Spider Rose was surprised. She had never seen an Investor become so emotionally involved. Generally they seemed to take a detached view of life, even showing on occasion behavior patterns that resembled a sense of humor. She was enjoying herself. She was past the point when any of the Investor's normal commodities could have tempted her. In essence, she was trading her jewel for an interior mindstate: not an emotion, because she mashed those, but for a paler and cleaner feeling: interestedness. She wanted to be interested, to find something to occupy herself besides dead stones and space. And this looked intriguing.
"All right," she said. "I agree. Seven hundred plus or minus five days. And I keep silence." She smiled. She hadn't spoken to another human in five years and was not about to start.
"Take good care of our Little Nose for Profits," the Investor said, half pleading, half warning, accenting those nuances so that her computer would be sure to pick them up. "We will still want him, even if, through some utter corrosion of the spirit, you do not. He is valuable and rare. We will send you instructions on his care and feeding. Prepare for incoming data." They fired the creature's cargo capsule into the tight-stretched polycarbon web of her spider habitat. The web was built on a framework of eight spokes, and these spokes were pulled taut by centrifugal force from the wheeling rotation of eight teardrop-shaped capsules. At the impact of the cargo shot, the web bowed gracefully and the eight massive metal teardrops were pulled closer to the web's center in short, graceful free-fall arcs. Wan sunlight glittered along the web as it expanded in recoil, its rotation slowed a little by the energy it had spent in absorbing the inertia. It was a cheap and effective docking technique, for a rate of spin was much easier to manage than complex maneuvering.
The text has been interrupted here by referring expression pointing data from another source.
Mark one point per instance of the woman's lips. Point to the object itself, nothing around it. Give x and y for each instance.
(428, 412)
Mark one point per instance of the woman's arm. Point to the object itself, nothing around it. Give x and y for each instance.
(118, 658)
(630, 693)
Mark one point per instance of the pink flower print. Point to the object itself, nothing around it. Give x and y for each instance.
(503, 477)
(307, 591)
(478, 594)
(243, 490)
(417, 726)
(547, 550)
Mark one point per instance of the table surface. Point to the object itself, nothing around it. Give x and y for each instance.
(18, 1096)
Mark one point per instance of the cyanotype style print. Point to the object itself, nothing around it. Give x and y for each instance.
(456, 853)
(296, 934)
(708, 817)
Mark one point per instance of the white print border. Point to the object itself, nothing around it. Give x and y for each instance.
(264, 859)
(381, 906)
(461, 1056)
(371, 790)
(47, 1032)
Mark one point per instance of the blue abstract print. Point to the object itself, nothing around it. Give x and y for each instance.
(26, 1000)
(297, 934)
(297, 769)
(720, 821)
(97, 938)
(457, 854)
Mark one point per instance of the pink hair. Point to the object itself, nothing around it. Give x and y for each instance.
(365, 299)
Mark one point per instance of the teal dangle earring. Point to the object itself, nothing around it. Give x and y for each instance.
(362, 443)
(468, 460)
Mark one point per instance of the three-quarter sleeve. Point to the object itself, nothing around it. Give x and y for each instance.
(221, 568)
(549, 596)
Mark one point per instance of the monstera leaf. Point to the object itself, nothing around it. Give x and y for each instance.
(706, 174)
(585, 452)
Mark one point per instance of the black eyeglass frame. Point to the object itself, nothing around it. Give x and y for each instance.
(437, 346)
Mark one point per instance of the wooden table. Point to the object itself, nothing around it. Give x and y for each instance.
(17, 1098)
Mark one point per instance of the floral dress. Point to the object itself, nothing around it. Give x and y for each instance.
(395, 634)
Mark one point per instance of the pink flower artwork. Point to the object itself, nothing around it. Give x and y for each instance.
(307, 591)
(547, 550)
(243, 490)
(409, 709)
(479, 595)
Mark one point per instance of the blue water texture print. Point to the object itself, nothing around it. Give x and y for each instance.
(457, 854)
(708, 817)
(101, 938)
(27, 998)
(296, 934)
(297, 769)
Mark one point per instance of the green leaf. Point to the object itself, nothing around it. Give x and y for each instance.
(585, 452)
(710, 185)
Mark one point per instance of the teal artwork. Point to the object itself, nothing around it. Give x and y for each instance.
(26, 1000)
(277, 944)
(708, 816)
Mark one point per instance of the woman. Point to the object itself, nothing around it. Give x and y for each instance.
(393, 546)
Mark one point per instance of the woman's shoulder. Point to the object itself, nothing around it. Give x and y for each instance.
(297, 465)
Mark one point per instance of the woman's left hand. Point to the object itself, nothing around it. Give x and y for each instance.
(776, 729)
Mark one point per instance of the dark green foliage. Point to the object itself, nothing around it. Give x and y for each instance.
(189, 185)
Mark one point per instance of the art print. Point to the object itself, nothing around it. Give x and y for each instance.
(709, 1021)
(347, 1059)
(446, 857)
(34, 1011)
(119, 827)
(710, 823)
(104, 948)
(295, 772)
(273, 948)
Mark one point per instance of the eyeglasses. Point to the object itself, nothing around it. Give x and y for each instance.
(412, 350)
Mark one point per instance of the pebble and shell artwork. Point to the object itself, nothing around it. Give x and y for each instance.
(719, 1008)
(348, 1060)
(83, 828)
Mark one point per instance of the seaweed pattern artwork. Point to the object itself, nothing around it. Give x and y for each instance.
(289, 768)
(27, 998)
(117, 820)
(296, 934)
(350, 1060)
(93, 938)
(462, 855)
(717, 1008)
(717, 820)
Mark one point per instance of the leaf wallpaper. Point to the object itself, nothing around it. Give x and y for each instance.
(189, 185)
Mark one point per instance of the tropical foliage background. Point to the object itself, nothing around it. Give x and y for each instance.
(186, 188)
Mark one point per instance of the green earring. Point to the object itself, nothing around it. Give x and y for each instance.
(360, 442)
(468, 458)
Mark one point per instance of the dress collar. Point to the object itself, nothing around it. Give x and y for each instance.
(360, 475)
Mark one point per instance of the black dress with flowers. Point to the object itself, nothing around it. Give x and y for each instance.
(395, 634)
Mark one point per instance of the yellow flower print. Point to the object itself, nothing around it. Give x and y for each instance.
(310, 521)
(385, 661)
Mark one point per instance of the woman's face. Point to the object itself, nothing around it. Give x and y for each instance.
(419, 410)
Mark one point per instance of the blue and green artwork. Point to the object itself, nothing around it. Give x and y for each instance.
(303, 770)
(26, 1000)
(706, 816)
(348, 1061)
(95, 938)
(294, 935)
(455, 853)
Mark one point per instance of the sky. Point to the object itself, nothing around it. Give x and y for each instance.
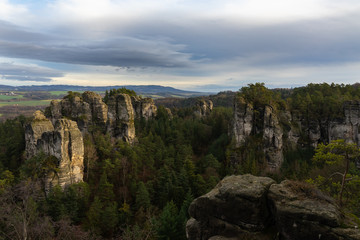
(211, 45)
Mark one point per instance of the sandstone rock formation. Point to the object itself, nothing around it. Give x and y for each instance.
(292, 131)
(264, 121)
(143, 107)
(203, 107)
(121, 117)
(249, 207)
(64, 142)
(60, 132)
(116, 117)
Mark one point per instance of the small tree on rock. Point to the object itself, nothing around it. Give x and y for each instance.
(337, 152)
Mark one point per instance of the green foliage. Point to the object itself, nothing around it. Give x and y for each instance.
(259, 95)
(322, 101)
(12, 143)
(39, 166)
(170, 224)
(142, 197)
(337, 152)
(72, 95)
(114, 91)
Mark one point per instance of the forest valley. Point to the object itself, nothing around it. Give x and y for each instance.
(143, 189)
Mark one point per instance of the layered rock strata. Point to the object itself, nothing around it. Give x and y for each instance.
(203, 108)
(280, 129)
(121, 117)
(63, 141)
(116, 117)
(248, 207)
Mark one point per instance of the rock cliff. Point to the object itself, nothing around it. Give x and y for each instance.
(203, 107)
(63, 141)
(249, 207)
(281, 129)
(121, 117)
(116, 117)
(60, 132)
(143, 107)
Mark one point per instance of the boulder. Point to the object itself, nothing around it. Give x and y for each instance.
(203, 107)
(247, 207)
(121, 117)
(64, 142)
(302, 212)
(236, 206)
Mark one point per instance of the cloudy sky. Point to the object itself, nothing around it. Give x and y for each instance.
(203, 45)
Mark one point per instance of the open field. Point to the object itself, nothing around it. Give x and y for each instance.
(6, 98)
(58, 93)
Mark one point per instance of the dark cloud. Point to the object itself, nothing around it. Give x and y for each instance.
(316, 41)
(152, 42)
(10, 71)
(114, 51)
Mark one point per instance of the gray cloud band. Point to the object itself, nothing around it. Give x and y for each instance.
(10, 71)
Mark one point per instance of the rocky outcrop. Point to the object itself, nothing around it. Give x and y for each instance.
(116, 117)
(249, 207)
(281, 130)
(144, 107)
(121, 117)
(272, 139)
(33, 132)
(203, 107)
(98, 108)
(243, 121)
(63, 141)
(262, 121)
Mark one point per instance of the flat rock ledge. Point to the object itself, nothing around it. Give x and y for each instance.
(247, 207)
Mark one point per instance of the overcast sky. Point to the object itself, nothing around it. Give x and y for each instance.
(202, 45)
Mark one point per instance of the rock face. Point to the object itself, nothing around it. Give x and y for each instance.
(60, 132)
(261, 121)
(292, 131)
(203, 108)
(144, 107)
(249, 207)
(64, 142)
(121, 117)
(116, 117)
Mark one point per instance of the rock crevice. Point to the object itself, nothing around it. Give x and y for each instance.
(249, 207)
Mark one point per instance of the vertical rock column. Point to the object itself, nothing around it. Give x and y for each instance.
(121, 117)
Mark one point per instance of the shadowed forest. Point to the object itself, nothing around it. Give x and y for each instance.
(143, 190)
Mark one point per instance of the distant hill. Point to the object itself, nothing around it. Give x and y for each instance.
(155, 91)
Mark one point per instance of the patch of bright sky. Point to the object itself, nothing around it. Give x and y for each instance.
(51, 16)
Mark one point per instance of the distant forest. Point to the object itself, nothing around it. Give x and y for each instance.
(143, 191)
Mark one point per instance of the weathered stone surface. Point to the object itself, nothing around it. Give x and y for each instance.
(34, 131)
(203, 107)
(243, 121)
(144, 107)
(121, 117)
(273, 142)
(249, 207)
(292, 131)
(236, 205)
(64, 142)
(98, 108)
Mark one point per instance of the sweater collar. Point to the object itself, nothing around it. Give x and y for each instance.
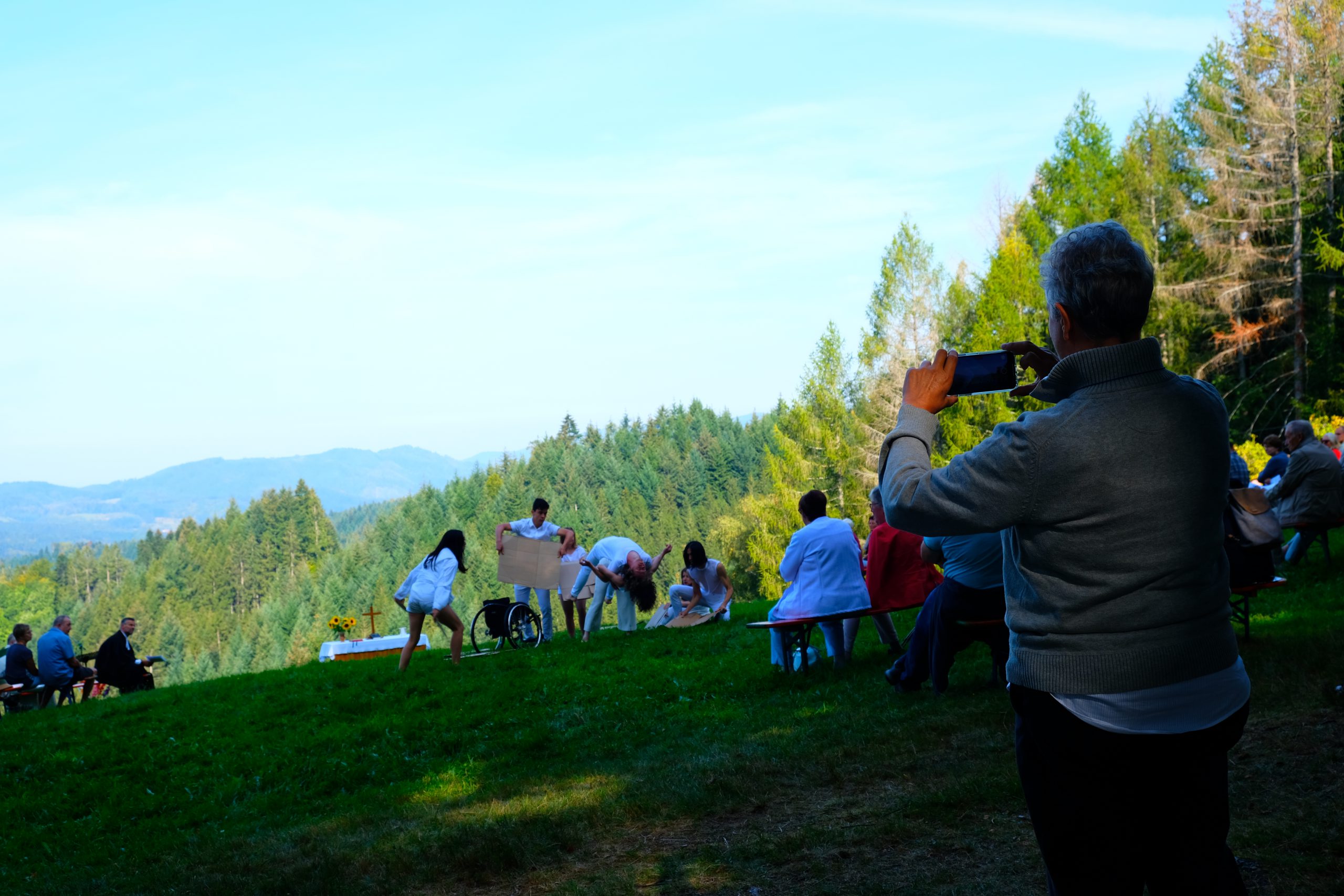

Hook-legged industrial robots ran quickly along the polycarbon fibers and seized the mascot's capsule with clamps and magnetic palps. Spider Rose ran the lead robot herself, feeling and seeing through its grips and cameras. The robots hustled the cargo craft to an airlock, dislodged its contents, and attached a small parasitic rocket to boost it back to the Investor mother ship. After the small rocket had returned and the Investor ship had left, the robots trooped back to their teardrop garages and shut themselves off, waiting for the next tremor of the web.